Toujours est-il que ce musée exposait de nombreuses sculptures amérindiennes éveillant la curiosité d'Etienne. Il y avait aussi des peintures impressionnantes, teintées de mystère et aux douces odeurs d'Ouest lointain... Et puis il la vit. Elle était immense, stupéfiante, terrifiante. C'était la statue d'un costume de shaman, sa tête était un énorme crâne de caribou, le reste semblait être un squelette recouvert d'une cape... Etait-ce réellement le squelette d'un shaman...? Toujours est-il que les sens d'Etienne semblaient se réveiller à cet instant, il ouvrit grand les yeux et recula de quelques pas, sentant un frisson dans sa nuque. Il regardait autour de lui et remarquait que personne d'autre que lui ne regardait la statue qu'il ne pouvait plus quitter des yeux... Commençant à se sentir un peu étourdi, le jeune homme ne voyait ni son père ni sa cousine, et décida de prendre un peu l'air. Sortant dehors, il contemplait la nuit étoilée et la large forêt qui entourait le musée. Tout était si calme. L'air était doux, la nuit fabuleusement éclairée, et ce bois baigné de mystère intriguait de plus en plus Etienne qui, se sentant bien plus détendu esquissait un petit sourire... Mais l'inconnu laisse souvent place à l'inquiétant, et le superbe, au monstrueux.

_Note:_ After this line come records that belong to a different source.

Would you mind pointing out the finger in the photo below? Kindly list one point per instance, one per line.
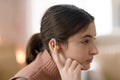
(56, 58)
(68, 63)
(73, 64)
(78, 68)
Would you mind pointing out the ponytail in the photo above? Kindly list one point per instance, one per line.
(34, 46)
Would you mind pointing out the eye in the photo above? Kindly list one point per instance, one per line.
(85, 42)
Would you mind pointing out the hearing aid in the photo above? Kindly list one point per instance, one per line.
(55, 44)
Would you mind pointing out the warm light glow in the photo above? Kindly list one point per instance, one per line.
(20, 56)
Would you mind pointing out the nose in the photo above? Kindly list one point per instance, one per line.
(94, 50)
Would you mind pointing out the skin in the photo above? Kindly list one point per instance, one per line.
(76, 55)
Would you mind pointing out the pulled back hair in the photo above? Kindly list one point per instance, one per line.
(59, 22)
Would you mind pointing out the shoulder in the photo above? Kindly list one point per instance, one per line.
(33, 69)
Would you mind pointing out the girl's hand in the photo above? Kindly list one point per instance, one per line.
(71, 70)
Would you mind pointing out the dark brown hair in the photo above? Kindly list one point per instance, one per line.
(59, 22)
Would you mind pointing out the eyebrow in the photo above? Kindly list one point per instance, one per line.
(90, 36)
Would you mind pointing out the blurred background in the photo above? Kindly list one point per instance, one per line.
(19, 19)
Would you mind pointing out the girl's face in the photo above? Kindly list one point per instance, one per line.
(81, 46)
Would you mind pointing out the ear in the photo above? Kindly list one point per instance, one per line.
(52, 44)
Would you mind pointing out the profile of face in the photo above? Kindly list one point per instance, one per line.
(81, 46)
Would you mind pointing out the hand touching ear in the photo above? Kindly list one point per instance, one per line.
(70, 70)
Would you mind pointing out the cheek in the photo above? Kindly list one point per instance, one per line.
(77, 53)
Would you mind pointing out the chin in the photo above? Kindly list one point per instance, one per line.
(86, 67)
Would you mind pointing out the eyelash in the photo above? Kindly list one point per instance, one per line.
(85, 42)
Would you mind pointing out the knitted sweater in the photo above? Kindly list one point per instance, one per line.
(42, 68)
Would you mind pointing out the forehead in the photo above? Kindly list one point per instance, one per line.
(89, 31)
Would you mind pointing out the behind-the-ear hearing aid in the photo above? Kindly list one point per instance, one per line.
(55, 44)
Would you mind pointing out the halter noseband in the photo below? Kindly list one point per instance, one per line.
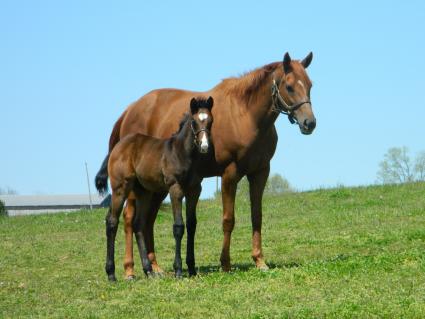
(280, 106)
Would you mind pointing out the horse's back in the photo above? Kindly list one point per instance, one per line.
(138, 156)
(157, 113)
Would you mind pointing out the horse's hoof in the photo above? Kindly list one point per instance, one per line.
(192, 272)
(263, 267)
(130, 277)
(226, 268)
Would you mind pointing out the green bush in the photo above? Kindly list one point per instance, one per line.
(3, 211)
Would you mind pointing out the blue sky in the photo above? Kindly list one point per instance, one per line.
(68, 70)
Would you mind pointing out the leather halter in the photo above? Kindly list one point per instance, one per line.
(280, 106)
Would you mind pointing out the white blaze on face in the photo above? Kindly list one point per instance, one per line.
(204, 142)
(301, 83)
(202, 116)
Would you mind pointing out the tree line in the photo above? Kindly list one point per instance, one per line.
(398, 167)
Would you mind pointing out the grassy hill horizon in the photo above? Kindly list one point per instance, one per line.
(336, 253)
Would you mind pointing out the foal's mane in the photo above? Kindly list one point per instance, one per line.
(248, 83)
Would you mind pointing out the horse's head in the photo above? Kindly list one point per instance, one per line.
(201, 122)
(291, 93)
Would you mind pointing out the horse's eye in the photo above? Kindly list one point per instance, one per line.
(290, 89)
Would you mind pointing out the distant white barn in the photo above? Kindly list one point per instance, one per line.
(37, 204)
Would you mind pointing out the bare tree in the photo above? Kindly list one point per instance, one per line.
(396, 166)
(420, 166)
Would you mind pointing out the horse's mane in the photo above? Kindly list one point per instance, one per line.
(186, 117)
(202, 102)
(248, 83)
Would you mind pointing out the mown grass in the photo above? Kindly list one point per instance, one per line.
(337, 253)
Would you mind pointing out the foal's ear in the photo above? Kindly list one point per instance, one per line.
(287, 63)
(210, 103)
(307, 60)
(194, 106)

Un bruit se fit entendre, une voix. Une voix de femme. Une voix de femme? Une voix de jeune femme. Non...? Le jeune homme tourna alors brusquement la tête et aperçut la voiture de son père, elle semblait trembler. Il fut alors pris d'un doute, courut vers la voix qu'il entendait et se rapprocha. C'étaient Lucie et Rémy, ils faisaient ce pourquoi la nature les avait créé à l'arrière de la Mondeo, ce qui rassura Etienne dans un premier temps.

-J'espère qu'ils se sont bien protégés, pensait-il, avant de les laisser tranquille et de rebrousser chemin.

Mais le sourire qui avait commencé à réapparaître sur le visage d'ange d'Etienne disparut rapidement lorsqu'il entendit le premier "Non". Il se rua alors vers la portière, tentant de l'ouvrir et se rendit compte qu'elle était verrouillée. Il brisa alors violemment la vitre en donnant de multiples coups de poings, pieds et coudes. C'est à cet instant qu'il vit quelque chose d'effroyable: Rémy s'était tourné vers lui et son visage était devenu méconnaissable. On l'aurait dit marqué de nombreuses cicatrices, ses pupilles avaient virées au blanc total et il dégoulinait de sa gueule béante une bave infâme qui tombait en plein sur le corps dénudé de sa victime.